Da experiência traumática por que tem, obrigatoriamente, de passar o escritor na infância (no seu caso, uma tuberculose que a agarrou à cama dos cinco aos nove anos), da consciência precoce que tem da decadência das coisas e da consciência dolorosa que tem da passagem do tempo, mais forte do que no comum dos mortais. Do constante rumor que agita a sua cabeça, porque a escrita trava-se primeiro na cabeça e só depois se incorpora no papel. E da criança que permanece em todos os escritores, no seu caso, não a larga mesmo porque não viveu a infância na altura certa, daí a sua fixação em anões, eternas crianças e julgar-se uma liliputiana da segunda guerra, um fantasma que identificou num documentário da T.V alemã.
Da abolição da morte que proporciona o acto de escrita, pois tudo se resume a escrever contra a morte, a par da paixão-amor e de como isso é motivo mais que suficiente para uma vida de consagração. De como a salvação não vem de escrevermos mas de sermos lidos e de como tantos escritores entraram em manicómios, precisamente porque nunca ninguém os leu.

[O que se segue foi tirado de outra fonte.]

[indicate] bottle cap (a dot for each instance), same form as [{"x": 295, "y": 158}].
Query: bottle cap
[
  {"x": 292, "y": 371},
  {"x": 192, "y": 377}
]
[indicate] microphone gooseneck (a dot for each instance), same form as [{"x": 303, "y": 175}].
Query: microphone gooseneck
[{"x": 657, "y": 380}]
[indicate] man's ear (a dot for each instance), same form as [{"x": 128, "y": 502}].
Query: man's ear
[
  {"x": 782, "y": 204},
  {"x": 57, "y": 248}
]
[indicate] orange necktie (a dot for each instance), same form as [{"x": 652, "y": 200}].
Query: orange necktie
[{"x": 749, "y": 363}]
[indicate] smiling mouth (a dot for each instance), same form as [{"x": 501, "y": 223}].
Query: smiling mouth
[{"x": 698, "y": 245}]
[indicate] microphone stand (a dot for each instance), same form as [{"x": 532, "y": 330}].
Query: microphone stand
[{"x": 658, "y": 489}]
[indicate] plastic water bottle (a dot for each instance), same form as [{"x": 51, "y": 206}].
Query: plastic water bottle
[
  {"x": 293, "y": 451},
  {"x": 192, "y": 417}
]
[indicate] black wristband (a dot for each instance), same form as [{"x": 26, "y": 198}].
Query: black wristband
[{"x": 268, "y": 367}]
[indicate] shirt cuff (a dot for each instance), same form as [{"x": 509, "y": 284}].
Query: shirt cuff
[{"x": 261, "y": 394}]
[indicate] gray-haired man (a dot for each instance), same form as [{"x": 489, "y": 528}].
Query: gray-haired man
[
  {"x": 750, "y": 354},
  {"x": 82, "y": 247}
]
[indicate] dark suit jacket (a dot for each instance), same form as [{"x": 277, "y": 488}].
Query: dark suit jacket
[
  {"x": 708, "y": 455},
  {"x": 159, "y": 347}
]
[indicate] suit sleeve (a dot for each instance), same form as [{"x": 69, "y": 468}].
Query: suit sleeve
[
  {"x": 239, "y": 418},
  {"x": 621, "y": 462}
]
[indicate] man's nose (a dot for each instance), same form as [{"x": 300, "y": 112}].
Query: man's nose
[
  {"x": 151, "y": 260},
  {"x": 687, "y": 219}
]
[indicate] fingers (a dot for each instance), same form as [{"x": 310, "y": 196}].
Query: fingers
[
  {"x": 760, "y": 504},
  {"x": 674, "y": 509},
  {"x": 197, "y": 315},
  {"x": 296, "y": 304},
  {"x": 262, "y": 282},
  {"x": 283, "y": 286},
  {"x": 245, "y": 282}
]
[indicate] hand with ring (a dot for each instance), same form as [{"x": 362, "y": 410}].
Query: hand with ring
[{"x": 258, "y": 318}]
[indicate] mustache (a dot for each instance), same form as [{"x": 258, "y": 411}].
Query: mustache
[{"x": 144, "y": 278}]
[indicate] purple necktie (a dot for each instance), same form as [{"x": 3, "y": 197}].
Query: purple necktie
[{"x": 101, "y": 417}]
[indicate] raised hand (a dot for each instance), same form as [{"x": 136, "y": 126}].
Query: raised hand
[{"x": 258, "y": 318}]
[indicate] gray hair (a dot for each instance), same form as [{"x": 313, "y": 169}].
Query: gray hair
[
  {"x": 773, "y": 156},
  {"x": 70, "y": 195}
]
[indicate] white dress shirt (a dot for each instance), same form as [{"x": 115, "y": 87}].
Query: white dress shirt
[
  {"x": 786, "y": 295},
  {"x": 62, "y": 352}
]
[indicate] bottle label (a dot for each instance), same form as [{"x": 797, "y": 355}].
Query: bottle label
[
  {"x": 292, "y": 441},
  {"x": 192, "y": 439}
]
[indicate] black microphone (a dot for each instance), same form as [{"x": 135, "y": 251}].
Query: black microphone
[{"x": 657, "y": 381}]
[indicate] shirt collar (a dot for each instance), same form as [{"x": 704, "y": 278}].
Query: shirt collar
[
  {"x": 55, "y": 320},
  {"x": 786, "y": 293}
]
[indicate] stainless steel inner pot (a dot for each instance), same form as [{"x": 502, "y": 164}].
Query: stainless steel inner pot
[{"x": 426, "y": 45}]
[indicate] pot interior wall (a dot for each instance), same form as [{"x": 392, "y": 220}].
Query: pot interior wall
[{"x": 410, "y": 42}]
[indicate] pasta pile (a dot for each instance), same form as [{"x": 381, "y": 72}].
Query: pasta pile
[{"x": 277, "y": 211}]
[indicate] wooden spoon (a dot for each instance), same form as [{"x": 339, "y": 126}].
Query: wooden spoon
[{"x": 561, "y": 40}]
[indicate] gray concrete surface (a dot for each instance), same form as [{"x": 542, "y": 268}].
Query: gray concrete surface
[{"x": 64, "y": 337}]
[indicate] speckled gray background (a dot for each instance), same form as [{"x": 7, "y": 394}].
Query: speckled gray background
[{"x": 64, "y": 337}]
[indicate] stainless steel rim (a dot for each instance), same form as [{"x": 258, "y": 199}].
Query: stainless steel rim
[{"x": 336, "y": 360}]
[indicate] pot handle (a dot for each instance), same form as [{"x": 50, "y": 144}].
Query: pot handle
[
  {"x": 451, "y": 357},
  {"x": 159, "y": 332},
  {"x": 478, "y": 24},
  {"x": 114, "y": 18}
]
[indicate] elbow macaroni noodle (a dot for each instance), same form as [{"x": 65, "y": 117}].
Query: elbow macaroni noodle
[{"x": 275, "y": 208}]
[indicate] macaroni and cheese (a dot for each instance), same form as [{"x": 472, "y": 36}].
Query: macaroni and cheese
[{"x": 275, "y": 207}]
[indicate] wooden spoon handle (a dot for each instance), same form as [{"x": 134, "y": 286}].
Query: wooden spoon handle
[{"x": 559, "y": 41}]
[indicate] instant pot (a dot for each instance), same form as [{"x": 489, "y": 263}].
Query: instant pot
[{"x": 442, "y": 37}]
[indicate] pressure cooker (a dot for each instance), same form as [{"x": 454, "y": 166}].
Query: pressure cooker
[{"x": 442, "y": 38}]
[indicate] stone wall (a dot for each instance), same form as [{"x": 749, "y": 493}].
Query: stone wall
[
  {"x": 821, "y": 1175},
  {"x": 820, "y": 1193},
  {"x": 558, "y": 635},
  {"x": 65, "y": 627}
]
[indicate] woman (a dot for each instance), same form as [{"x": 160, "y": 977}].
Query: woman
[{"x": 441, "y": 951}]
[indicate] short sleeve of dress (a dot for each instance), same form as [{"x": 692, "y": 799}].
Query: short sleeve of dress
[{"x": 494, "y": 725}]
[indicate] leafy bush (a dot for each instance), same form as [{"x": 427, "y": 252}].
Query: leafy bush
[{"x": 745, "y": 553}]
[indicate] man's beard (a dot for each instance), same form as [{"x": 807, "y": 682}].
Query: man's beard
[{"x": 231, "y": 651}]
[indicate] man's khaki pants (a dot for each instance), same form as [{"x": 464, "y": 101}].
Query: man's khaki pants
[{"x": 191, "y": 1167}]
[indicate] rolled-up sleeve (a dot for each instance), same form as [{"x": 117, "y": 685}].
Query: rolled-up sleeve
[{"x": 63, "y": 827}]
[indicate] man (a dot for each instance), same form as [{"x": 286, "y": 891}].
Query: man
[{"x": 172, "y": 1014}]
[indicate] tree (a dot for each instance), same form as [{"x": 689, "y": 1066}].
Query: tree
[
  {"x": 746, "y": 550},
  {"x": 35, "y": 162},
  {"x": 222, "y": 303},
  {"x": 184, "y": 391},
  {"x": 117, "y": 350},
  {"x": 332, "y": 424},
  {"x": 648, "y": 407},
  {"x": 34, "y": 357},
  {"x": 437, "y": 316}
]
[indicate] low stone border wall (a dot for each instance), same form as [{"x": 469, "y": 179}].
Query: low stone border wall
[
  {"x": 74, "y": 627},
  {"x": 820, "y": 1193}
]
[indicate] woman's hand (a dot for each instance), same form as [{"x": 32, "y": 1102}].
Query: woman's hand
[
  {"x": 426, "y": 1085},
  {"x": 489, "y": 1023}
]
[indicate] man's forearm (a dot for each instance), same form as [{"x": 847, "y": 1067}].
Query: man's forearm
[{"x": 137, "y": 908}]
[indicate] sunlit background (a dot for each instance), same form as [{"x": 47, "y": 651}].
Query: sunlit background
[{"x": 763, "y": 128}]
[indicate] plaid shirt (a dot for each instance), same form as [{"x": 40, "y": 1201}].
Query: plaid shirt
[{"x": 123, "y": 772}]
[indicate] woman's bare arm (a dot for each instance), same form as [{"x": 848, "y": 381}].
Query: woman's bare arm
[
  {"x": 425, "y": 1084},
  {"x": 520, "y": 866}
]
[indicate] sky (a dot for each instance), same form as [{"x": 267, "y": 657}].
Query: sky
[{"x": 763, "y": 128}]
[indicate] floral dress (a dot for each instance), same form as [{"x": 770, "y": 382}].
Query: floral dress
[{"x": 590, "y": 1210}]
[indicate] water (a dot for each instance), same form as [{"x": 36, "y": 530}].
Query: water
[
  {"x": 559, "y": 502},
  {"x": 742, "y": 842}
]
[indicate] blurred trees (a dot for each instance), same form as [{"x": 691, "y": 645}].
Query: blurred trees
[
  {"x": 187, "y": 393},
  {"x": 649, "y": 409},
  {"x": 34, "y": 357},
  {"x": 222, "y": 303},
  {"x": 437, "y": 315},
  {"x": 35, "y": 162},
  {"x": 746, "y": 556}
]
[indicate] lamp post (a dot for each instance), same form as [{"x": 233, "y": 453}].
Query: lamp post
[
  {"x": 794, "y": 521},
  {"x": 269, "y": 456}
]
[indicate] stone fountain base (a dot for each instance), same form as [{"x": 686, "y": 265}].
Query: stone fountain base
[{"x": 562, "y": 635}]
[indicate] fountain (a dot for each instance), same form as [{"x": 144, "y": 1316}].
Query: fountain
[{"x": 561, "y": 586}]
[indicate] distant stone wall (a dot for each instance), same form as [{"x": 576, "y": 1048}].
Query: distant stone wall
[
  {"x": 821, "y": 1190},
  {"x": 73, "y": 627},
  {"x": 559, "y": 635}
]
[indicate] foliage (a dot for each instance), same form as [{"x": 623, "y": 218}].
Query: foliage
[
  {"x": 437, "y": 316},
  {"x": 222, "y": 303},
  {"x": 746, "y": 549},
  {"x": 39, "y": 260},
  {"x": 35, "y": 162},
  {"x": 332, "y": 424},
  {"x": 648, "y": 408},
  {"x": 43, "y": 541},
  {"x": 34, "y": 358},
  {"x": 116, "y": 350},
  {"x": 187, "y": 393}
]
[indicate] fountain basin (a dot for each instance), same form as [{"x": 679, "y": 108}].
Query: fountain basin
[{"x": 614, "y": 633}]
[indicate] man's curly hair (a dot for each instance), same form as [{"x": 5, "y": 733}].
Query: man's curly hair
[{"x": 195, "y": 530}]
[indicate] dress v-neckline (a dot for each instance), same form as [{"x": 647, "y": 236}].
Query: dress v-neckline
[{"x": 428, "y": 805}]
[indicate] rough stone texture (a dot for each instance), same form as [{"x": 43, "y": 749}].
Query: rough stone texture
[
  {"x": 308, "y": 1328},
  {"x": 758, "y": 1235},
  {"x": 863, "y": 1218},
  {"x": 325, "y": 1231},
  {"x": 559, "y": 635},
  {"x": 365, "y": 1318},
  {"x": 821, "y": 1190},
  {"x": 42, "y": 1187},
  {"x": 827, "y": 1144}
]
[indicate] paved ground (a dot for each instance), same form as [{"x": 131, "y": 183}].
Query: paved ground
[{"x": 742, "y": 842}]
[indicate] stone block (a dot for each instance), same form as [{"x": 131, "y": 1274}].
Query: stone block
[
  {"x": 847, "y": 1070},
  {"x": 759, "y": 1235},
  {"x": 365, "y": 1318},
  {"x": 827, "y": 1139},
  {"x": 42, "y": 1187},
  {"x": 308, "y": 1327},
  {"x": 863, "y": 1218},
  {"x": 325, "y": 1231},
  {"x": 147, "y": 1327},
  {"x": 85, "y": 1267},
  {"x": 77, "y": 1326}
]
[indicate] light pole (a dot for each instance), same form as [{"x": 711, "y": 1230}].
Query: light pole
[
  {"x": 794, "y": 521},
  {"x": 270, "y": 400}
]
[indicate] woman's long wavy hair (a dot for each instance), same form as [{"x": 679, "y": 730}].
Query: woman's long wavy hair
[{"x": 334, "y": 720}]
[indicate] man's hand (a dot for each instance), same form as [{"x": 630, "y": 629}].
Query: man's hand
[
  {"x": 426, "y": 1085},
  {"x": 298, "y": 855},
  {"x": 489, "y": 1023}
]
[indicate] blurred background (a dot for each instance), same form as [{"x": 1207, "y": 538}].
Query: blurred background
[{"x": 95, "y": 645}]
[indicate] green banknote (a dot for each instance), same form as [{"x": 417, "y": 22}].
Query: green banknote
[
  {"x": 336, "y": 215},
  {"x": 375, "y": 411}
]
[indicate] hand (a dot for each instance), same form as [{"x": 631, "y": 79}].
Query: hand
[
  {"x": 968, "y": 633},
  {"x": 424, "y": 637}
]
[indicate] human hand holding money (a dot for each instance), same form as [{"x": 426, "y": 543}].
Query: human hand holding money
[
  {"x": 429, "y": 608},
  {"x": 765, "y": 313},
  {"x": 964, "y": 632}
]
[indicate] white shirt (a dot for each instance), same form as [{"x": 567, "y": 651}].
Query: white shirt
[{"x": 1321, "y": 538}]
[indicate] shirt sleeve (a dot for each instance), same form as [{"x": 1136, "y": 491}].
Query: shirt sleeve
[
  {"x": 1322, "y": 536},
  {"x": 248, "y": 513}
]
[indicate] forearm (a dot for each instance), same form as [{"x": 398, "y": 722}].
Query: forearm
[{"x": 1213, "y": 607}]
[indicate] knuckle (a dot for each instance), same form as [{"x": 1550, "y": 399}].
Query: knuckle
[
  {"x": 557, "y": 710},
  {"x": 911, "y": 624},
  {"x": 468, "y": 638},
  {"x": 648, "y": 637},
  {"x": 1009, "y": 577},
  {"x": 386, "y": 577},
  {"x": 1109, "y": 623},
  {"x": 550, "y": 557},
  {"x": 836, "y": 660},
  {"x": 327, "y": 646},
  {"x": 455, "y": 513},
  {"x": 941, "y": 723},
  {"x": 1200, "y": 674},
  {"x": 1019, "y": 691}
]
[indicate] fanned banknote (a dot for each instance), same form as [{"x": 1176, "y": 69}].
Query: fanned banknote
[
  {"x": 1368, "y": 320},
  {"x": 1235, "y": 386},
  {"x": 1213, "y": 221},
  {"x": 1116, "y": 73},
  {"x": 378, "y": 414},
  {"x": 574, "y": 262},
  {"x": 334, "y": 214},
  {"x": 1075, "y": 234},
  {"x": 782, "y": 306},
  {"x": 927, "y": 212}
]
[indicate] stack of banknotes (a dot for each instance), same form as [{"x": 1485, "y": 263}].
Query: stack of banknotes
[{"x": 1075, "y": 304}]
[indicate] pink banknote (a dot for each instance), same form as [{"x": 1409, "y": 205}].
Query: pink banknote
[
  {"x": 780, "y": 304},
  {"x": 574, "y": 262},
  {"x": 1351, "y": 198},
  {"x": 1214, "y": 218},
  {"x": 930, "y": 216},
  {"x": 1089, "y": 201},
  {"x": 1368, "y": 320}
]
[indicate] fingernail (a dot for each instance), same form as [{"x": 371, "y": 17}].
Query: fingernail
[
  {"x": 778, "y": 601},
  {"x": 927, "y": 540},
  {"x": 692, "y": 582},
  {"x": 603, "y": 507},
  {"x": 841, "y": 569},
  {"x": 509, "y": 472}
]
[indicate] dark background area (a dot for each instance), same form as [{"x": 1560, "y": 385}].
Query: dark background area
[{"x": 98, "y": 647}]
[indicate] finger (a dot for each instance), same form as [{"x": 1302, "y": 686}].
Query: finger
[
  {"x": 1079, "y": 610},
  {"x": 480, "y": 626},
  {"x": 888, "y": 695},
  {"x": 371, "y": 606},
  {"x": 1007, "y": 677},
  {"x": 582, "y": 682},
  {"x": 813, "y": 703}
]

Enfim, reflexões de toda uma vida dedicada à escrita e de uma mulher que nasceu pobre, começou a escrever com cinco anos por força de uma tuberculose e acabou consagrada no seu país e já com cinco livros traduzidos para português (a maioria, na Presença) o último dos quais: “ A louca da casa” terminologia que Santa Teresa d’Ávila aplicava à própria imaginação de que Rosa Montero, tanto se serve para continuar viva e de boa saúde: “ Pois se convives com a louca da casa e a louca da casa não é a dona da casa, tudo vai bem. Mas se a dona da casa se torna na louca, então tudo passa a estar mal”.